← Beranda
Kantor Dipakai untuk Koperasi Merah Putih, Korwil Pendidikan Mlati Sleman Numpang Kantor di SDN Tlogodadi
Dimas ChoirulSabtu, 20 Juni 2026 | 19.29 WIB
Ilustrasi lahan koperasi desa merah putih. (AI/RADAR SIDOARJO)

JawaPos.com - Kantor Koordinator Wilayah (Korwil) Pendidikan Mlati, Kabupaten Sleman kini dilaporkan menumpang di SDN Tlogoadi. Kondisi ini terjadi lantaran gedung yang dipakai akan digunakan sebagai Koperasi Desa Merah Putih (KDMP) Tlogoadi.

Dilansir dari Radar Jogja (Jawa Pos Grup), Korwil Pendidikan Mlati Nur Suharyanto menjelaskan, dulu SDN Tlogoadi ada dua sekolah, lalu setelah digabungkan menjadi satu sekolah saja. Ruang dan gedung yang tidak dipakai ini yang digunakan sebagai Kantor Korwil Pendidikan Mlati.

Saat itu, masih bernama Unit Pelayanan Teknis (UPT) Pendidikan Mlati dan kantor ini direncanakan akan diambilalih oleh pemerintah kalurahan untuk digunakan sebagai ruko. Hanya saja saat itu terkendala izin karena alih fungsi fasilitas pendidikan menjadi tempat bisnis.

Sekarang, kembali diminta karena akan digunakan sebagai KDMP. "Tentu kami tidak bisa berbuat banyak. Harus dikosongkan dalam satu satu minggu," katanya dihubungi, Jumat (19/6).

Menurut Suharyanto, prosesi yang mendadak ini membuat pihak korwil harus menumpang sementara di SDN Tlogoadi. Untuk sementara berkas maupun mebel milik korwil disimpan di dalam gudang. Dia sebut gudang tersebut sebenarnya adalah tempat parkir para siswa.

Dia membenarkan salah satu opsi yang ditawarkan untuk Kantor Korwil adalah SDN Nglarang yang akan pindah karena terdampak tol dan masih ada sebagian bangunan tidak terdampak. Hanya untuk saat ini hal tersebut masih sebatas rencana. "Tapi itu masih rencana dan kadang-kadang bisa berubah," ujarnya.

Korwil sendiri memiliki tugas melayani pendidikan pada tingkat PAUD, TK, SD, hingga SMP. Baik terkait dokumen pelaporan, sumber daya manusia, hingga pembelajaran. Termasuk apabila ada keluhan dari sekolah, maka akan dilaporkan kepada korwil.

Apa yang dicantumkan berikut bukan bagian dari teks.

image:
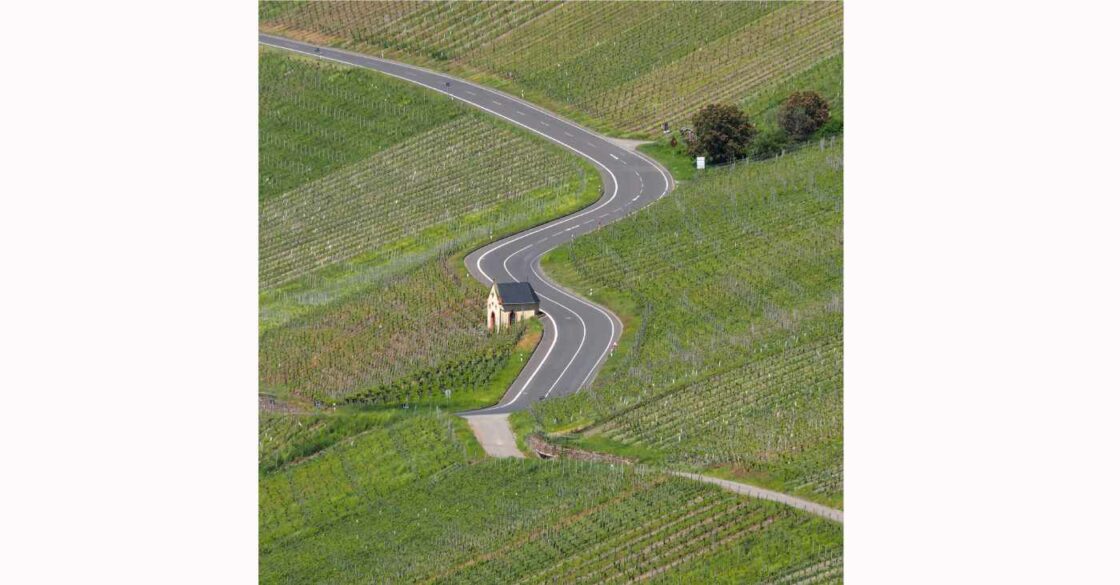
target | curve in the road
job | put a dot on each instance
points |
(578, 334)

Secara struktur di dalamnya ada koordinator, pengawas tiap jenjang sekolah, penilik, hingga staf. Nur mengatakan, pelayanan di Mlati ini cukup tinggi lantaran jumlah sekolah yang banyak. Untuk jenjang TK ada 49, SD total ada 43, dan SMP 17 sekolah.

Dengan kondisi ini, mau tak mau pihaknya harus melakukan penyesuaian dengan berkoordinasi pada seluruh kepala sekolah terkait perpindahan lokasi ini. "Ada guru itu menunggu di depan, dikira korwil tutup dan belum ada orang. Padahal kami sudah standby sejak pukul 07.00," ujarnya.

Dia bercerita dulu Kantor Korwil Mlati pernah berada di Kalurahan Sendangadi, tetapi karena gedungnya diminta akhirnya pindah ke lokasi ini. Harapannya di lokasi Tlogoadi mereka bisa menempati secara permanen, tetapi ternyata harus pindah kembali.

"Harapan kami kalau ada kepentingan terkait bisnis atau apa, mohon tidak mengalahkan pendidikan karena pendidikan itu adalah investasi masa depan," tambahnya.

Sementara itu, Kepala Dinas Pendidikan Kabupaten Sleman Mustadi menjelaskan, rencana pemindahan Kantor Korwil Mlati tidak dilakukan mendadak. Sebelumnya kalurahan sudah berencana menggunakan sebagai ruko untuk menunjang pendapatan asli kalurahan.

"Pak lurah juga ada solusi di SDN Nglarang yang akan direlokasi. Besok mau dipindahkan di sana. Kebetulan saja ini ada program KDMP," ujarnya.

Proses rencana pemindahan ini juga sudah dilakukan hingga tingkat kabupaten, sehingga koordinasi yang dilakukan tidak sepihak. Dia juga menilai kondisi ini tidak akan mengganggu pelayanan di korwil.